Examples (running in Rebol2 interpreter):

>> for i 1 10 2 collect [i * 10]
== [10 30 50 70 90]
    
>> foreach [a b] [1 2 3 4] collect [a + b]
== [3 7]

>> foreach w [a b c d] collect [w]
== [a b c d]

>> repeat e [a b c %.txt] collect/initial [e] %file
== %fileabc.txt

>> iota: func [n [integer!]][repeat i n collect/initial [i] make block! n]
>> iota 10
== [1 2 3 4 5 6 7 8 9 10]

hostilefork · January 11, 2024, 10:36am

Interesting idea... I'm sure @Brett can offer some historical perspective, and whether this was a precursor to COLLECT as we know it, or some other experiment. Doing a HEAD of an insertion at a TAIL suggests it's likely quite old... perhaps before APPEND existed (or before it had been standardized to return the head).

It builds a block of code that references a result block that it defines. Then returns that code.
The code is used as a loop body, and every time it is run adds the result to the block... then evaluates to the head of the collected block.
Then it takes advantage of the idea that loops evaluate to their last body result to give the answer.

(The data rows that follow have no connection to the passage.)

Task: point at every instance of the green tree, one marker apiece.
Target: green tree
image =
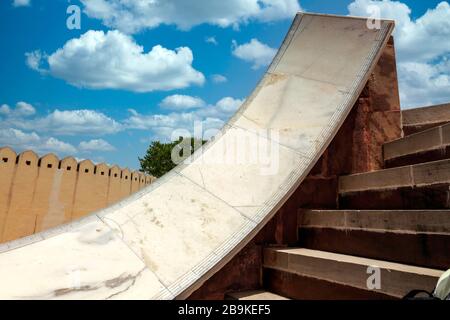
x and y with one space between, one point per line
158 158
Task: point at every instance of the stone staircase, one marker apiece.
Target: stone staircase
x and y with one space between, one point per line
395 221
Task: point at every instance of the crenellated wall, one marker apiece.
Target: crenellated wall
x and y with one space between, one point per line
40 193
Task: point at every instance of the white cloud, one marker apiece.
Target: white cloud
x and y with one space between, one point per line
131 16
182 102
35 59
255 52
162 126
69 122
218 78
21 3
211 40
20 141
22 109
423 49
96 145
229 105
113 60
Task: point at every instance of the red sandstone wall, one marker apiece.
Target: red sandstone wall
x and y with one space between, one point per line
374 120
40 193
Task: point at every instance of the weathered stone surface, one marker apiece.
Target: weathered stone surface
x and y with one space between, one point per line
396 279
305 288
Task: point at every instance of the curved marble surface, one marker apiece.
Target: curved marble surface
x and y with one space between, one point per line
166 240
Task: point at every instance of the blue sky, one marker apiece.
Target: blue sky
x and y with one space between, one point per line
105 91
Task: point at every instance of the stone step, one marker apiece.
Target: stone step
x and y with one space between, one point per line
429 145
312 274
419 119
421 186
420 238
254 295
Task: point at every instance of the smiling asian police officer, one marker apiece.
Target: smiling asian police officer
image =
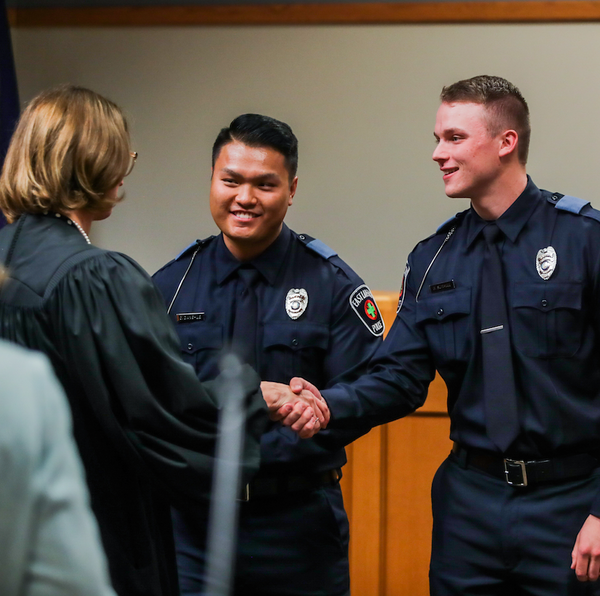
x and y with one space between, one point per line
503 302
289 306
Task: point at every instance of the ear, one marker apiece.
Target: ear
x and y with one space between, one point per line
293 187
508 142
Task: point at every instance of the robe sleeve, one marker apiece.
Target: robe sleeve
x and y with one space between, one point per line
121 355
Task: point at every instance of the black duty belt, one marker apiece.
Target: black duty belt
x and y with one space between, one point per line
273 486
519 472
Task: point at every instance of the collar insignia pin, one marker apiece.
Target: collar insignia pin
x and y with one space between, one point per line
545 262
296 302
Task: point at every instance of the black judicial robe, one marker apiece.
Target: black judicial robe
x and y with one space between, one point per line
145 426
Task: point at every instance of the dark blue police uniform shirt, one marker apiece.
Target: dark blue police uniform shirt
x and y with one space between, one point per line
327 344
554 327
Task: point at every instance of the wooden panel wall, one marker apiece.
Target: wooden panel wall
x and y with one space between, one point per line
312 13
386 487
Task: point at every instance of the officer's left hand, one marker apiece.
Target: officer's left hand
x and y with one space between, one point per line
586 553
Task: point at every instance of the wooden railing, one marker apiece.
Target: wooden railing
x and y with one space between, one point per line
386 487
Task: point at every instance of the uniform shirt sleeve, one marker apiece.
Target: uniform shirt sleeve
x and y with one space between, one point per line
352 345
49 542
398 375
122 356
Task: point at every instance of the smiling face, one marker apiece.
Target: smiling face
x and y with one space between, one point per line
469 156
250 194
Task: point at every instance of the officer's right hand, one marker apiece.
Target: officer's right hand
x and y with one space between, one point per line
301 411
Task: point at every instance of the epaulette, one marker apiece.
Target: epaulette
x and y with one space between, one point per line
449 223
574 205
317 246
188 249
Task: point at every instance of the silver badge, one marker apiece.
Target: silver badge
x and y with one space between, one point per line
545 262
296 302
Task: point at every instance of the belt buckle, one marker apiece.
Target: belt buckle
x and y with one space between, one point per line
245 496
520 464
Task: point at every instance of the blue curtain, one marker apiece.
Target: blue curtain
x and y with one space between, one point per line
9 98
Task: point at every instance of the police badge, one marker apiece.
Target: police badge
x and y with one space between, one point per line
545 262
296 302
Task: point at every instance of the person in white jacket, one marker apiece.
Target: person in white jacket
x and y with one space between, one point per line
49 541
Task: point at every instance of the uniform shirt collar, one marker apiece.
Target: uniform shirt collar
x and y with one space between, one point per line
513 220
268 263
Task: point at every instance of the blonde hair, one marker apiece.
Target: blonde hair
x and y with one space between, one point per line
71 146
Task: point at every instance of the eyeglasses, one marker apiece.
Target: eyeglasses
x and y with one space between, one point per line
132 160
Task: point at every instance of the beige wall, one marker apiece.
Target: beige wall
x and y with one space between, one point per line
361 99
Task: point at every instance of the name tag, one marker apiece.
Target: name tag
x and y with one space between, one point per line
442 287
188 317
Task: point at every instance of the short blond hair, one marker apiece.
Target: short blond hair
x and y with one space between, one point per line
71 146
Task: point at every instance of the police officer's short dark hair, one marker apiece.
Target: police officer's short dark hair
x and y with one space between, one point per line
502 99
256 130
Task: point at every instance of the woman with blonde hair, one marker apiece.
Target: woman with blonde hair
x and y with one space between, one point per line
145 426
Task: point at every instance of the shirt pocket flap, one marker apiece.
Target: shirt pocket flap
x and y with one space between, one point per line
200 336
444 305
546 297
296 335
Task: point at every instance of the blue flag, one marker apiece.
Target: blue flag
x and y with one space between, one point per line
9 98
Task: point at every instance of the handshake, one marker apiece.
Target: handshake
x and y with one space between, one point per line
298 405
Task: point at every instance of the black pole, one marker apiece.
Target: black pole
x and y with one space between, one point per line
222 525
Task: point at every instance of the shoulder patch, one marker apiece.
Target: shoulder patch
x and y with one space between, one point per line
571 204
403 287
317 246
364 305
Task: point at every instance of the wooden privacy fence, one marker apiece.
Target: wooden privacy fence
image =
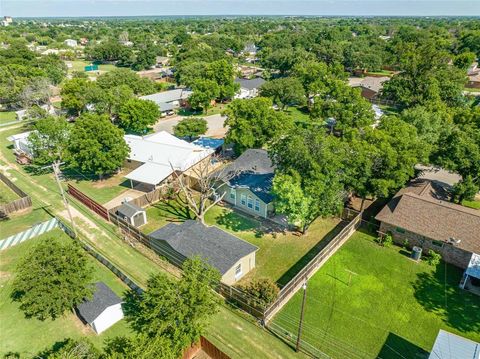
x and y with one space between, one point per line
17 205
87 201
231 294
314 265
210 349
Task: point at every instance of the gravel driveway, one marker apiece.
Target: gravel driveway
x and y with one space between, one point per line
214 122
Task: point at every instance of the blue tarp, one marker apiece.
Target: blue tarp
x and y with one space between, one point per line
208 142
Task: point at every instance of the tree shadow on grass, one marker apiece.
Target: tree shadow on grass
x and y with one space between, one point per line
396 347
288 275
438 292
237 223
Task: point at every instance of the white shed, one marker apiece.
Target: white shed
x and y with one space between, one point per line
103 310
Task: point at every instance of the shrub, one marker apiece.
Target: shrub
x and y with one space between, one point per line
263 290
433 258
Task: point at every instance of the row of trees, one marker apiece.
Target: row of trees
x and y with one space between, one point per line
168 317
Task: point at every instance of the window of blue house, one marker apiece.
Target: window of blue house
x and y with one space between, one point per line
243 199
257 205
250 202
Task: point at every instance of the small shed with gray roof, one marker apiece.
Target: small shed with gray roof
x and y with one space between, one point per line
230 255
132 214
103 310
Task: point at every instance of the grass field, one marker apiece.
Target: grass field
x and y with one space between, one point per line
29 336
280 255
101 191
393 307
6 194
6 117
471 204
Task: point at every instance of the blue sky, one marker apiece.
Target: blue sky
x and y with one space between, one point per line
44 8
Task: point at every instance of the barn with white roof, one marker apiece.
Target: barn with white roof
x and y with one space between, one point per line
154 158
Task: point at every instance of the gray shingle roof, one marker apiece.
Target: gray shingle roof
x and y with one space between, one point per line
191 238
256 173
103 298
128 210
250 84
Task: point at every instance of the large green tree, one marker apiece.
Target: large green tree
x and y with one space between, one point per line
96 145
253 123
204 92
52 278
138 115
177 311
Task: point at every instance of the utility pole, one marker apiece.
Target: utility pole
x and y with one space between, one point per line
56 172
297 347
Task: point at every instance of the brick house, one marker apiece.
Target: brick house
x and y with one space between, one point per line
420 214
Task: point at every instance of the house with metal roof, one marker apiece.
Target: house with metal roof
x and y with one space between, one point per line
249 190
155 157
451 346
422 215
103 310
231 256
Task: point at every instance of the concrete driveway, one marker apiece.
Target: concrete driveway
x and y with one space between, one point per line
214 122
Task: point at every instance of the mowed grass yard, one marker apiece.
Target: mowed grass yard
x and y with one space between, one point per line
27 337
280 255
103 190
6 194
7 116
393 307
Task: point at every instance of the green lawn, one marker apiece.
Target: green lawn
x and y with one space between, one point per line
392 304
280 255
29 336
472 204
6 194
228 329
6 117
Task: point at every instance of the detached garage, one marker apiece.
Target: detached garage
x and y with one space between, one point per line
103 310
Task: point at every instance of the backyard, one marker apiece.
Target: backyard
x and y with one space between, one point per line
229 331
6 194
7 117
79 65
389 307
281 254
27 337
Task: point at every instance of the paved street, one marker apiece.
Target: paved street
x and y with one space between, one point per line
215 125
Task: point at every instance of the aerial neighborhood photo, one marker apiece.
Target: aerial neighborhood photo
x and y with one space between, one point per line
239 179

One thing it can't do is control the result when the loop never runs the body... so you'll always get none, vs. an empty block:

rebol2>> data: [a b]
rebol2>> foreach w data collect [w]
== [a b]

rebol2>> data: []
rebol2>> foreach w data collect [w]
== none

It also can't control the result when a loop breaks (appears to be an UNSET!, in Rebol2):

rebol2>> data: [a b]
rebol2>> unset? foreach w data collect [if w = 'b [break] w]
== true

So these are some contrasts from what you'd get from today's COLLECT being outside a loop, with the KEEP inside.

Ren-C Notes

In Ren-C, loops that don't run their body at all return VOID... and loops that BREAK return the reserved value of a ~null~ antiform.

Also, some Ren-C loops started accepting functions, and passing them the loop variable value:

>> repeat 3 (lambda [x] [print [x]])
1
2
3

It's not fully baked, but was inspired by conditionals accepting functions as branches, and passing the condition:

>> if second [a b c] (lambda [x] [print [x]])
b

Brett · January 11, 2024, 8:47pm

My version is old. Append was still a mezzanine, this formulation was significantly faster than using Append.

Coming from standard imperative languages, Rebol was interesting and exciting and I'd noticed I was writing a lot of boring boilerplate code to collect results into a block from a variety of loop types. It was cool to realise I could manipulate the loop body, which in another language you'd expect was a given, bending it to fulfill a new intent and this would work for multiple types of loop function.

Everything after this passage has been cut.